Les BRICS s'accordent sur une déclaration commune avant le sommet présidentiel de Rio
Les BRICS s'accordent sur une déclaration commune avant le sommet présidentiel de Rio

À quelques jours de l’ouverture du sommet des chefs d’État des BRICS à Rio de Janeiro, les diplomates du groupe composé de grandes puissances émergentes ont trouvé un terrain d’entente sur une déclaration commune, ont révélé samedi plusieurs sources proches des négociations. L’accord, conclu en amont du sommet, reflète la volonté affichée par le groupe de maintenir l’unité malgré son élargissement récent et les divergences internes croissantes.

La déclaration commune, en cours de finalisation, marque un tournant significatif : en avril dernier, les ministres des Affaires étrangères des BRICS — qui rassemblent le Brésil, la Russie, l’Inde, la Chine, l’Afrique du Sud, et depuis peu de nouveaux membres comme l’Iran, l’Égypte ou l’Arabie saoudite — n’étaient pas parvenus à s’entendre sur un texte commun. Les désaccords portaient notamment sur des questions géopolitiques sensibles, les conflits internationaux et la réforme des institutions mondiales.

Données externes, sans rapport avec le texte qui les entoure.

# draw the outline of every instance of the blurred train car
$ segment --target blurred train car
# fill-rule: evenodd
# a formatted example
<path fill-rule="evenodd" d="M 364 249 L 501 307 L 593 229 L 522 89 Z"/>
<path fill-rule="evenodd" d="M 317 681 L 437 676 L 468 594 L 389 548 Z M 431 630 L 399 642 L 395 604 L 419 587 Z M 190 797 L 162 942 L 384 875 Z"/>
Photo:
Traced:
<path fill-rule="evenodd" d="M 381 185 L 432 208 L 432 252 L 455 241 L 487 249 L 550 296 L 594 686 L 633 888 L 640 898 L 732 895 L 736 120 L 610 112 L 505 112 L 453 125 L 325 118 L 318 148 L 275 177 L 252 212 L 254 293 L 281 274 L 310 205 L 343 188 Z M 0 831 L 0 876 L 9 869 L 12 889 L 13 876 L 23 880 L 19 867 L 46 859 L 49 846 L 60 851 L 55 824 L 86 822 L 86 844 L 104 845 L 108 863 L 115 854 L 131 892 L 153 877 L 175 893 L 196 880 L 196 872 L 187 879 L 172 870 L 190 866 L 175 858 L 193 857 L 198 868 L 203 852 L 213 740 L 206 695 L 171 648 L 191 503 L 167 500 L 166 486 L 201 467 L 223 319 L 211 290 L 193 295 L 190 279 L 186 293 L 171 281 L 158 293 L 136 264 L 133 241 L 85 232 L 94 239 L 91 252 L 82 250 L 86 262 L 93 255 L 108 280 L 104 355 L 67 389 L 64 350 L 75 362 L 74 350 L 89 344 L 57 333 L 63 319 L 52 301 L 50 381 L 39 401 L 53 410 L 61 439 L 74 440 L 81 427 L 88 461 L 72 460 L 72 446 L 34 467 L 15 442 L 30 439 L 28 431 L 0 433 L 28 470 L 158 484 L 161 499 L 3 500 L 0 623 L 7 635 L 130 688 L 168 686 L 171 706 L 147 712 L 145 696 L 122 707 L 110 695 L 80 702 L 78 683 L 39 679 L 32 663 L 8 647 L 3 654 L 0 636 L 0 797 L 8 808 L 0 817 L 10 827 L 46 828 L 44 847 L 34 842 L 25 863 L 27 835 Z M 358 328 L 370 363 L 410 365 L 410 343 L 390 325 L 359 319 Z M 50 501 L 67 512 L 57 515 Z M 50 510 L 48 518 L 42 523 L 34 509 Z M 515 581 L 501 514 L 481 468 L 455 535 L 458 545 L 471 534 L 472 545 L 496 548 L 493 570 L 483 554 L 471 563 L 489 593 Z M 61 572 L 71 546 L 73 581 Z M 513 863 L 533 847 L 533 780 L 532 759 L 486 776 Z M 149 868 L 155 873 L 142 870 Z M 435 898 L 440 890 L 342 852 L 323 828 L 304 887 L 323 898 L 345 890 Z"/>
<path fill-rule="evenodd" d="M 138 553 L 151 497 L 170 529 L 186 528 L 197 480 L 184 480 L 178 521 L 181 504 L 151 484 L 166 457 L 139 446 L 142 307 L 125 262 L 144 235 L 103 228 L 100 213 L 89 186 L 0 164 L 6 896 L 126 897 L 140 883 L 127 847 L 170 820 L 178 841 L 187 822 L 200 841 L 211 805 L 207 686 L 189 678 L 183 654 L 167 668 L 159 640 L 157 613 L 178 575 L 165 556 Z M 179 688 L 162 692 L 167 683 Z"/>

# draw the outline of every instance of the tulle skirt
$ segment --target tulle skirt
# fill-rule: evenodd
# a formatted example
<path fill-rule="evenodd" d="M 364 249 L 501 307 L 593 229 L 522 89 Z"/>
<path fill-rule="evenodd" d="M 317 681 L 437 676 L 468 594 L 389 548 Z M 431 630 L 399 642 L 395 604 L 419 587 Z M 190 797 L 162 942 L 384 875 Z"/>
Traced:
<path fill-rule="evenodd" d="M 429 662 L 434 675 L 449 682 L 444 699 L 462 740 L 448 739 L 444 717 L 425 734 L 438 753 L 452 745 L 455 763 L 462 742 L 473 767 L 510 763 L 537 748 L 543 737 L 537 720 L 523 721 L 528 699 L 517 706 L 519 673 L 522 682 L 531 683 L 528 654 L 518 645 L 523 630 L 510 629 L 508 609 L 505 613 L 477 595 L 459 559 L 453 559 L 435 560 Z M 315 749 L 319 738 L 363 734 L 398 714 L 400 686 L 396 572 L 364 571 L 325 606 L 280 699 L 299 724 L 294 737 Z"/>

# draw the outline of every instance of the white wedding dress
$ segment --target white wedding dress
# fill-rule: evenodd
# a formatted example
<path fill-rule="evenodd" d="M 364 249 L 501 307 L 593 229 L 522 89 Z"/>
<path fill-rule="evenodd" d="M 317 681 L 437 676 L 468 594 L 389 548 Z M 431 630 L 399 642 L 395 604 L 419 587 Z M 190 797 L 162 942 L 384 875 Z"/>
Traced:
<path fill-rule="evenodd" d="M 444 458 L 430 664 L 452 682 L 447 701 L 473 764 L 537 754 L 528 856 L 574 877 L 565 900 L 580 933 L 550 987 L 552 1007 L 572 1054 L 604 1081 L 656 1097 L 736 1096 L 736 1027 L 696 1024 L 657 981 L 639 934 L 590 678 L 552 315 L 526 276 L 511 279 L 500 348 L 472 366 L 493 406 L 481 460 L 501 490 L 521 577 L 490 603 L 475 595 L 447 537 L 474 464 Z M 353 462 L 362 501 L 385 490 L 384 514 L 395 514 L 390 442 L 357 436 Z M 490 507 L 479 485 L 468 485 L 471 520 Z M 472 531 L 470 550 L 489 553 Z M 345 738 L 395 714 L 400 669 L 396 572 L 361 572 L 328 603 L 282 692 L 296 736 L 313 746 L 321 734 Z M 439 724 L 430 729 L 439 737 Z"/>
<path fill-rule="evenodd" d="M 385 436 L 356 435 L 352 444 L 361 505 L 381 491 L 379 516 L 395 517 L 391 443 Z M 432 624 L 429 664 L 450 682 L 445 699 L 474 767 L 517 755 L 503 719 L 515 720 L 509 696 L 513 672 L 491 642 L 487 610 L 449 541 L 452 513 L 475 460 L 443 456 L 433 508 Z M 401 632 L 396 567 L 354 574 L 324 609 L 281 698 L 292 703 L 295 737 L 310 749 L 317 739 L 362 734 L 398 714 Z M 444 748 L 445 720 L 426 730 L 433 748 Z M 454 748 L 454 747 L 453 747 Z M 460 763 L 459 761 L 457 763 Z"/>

L’un des principaux objectifs du sommet, qui se tiendra cette semaine dans la ville brésilienne sous haute sécurité, est d’affirmer le rôle croissant des BRICS dans la gouvernance mondiale. Alors que les tensions entre les puissances occidentales et plusieurs membres du groupe — notamment la Russie et la Chine — ne cessent de s’accentuer, les BRICS entendent se présenter comme une alternative crédible à l’ordre international dominé par l’Occident.

Selon les premières indications, la déclaration commune réaffirmera l’engagement des membres envers un système multilatéral réformé, un commerce mondial plus équitable, ainsi qu’un soutien renforcé à la souveraineté nationale et à la non-ingérence. Le texte devrait également inclure des positions communes sur les conflits au Moyen-Orient, en Afrique et en Ukraine, tout en préservant une certaine neutralité diplomatique dans la formulation.

L’élargissement du groupe, désormais composé de plus de dix pays, complique cependant l’équilibre interne. Certains nouveaux membres ont des priorités régionales divergentes, voire des rivalités anciennes. Mais selon une source diplomatique brésilienne, l’accord trouvé à Rio témoigne d’un « effort sincère de convergence autour de principes partagés, malgré les sensibilités ».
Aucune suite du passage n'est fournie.